Если же говорить о литургии как общем предмете всех богословских дисциплин, то богословие, согласно тезису lex orandi est lex credendi, опять-таки лишь в Таинстве Церкви обретает внутреннюю полноту и как богословский синтез, и как опыт – тот опыт, который, будучи сам по себе выше богословия в собственном значении этого слова, выше его заключений и формул, делает их не только “вероятными”, но подлинно сущностными и аутентичными. Богословие – это всегда приглашение вкусить и видеть , возвещение и обещание того, что исполняется в приобщении, созерцании и жизни. И библейская экзегеза, и исторический анализ, и доктринальные разработки в конечном счете подводят к богослужению, будучи подготовкой к этому акту свидетельства и соучастия в самом Таинстве – в той эпифании жизни, света и знания, без которой все слова неизбежно останутся человеческими, слишком человеческими .

Все это, однако, требует “обращения” не только самого богословия, его структуры и методов, но в первую очередь самого богослова. Он в совершенстве овладел необходимой акрибией интеллектуальной дисциплины и честности, приобрел смирение, которое всегда сопутствует подлинным достижениям разума.

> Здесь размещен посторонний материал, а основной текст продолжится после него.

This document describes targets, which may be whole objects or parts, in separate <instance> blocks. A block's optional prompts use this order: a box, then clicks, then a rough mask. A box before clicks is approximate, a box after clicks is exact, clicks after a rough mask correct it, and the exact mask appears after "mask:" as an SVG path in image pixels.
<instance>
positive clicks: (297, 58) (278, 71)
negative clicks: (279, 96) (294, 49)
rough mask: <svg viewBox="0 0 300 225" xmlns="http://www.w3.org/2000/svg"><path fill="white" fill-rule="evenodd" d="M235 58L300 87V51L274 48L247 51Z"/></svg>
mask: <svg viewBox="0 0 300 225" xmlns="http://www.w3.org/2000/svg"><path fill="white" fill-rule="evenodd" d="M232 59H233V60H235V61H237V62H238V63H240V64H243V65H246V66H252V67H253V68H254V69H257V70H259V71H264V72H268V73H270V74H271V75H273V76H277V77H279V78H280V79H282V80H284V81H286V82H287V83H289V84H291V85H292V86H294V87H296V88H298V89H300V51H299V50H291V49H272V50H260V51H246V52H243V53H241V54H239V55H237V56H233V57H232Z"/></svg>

Теперь ему надо научиться погружению в радость Церкви – ту радость, с которой ученики возвратились в Иерусалим, чтобы быть “всегда в храме <…> благословляя Бога” (Лк. 24, 53).

Он должен заново открыть древнейший из всех языков Церкви – язык ее обрядов, ритм и ordo ее leitourgia, в которой она укрывала от очей “мира сего” самое великое свое сокровище – знание, выраженное в словах: “Не видел того глаз, не слышало ухо, и не приходило то на сердце человеку, что приготовил Бог любящим Его” (1 Кор. 2, 9). Он вновь должен стать не только исследователем веры Церкви, но прежде всего свидетелем ее.
Более того: если богословие испытывает нужду в литургической критике, то богослужение – чтобы снова стать leitourgia Церкви в полном смысле этого слова, – нуждается в критике богословской.

Многовековой отрыв его от богословия затемнил эту мысль многими наслоениями псевдобогословских и псевдоблагочестивых трактовок и интерпретаций, поверхностным псевдосимволизмом, индивидуализмом и законничеством. И нелегко сегодня, когда весьма многое здесь отождествляется – столь же многими – с самой сущностью Православия, и считается чуть ли не пробным камнем “подлинного благочестия” и “консерватизма” – заново открыть и сообщить истинный ключ православного литургического предания, чтобы вновь связать его с lex credendi.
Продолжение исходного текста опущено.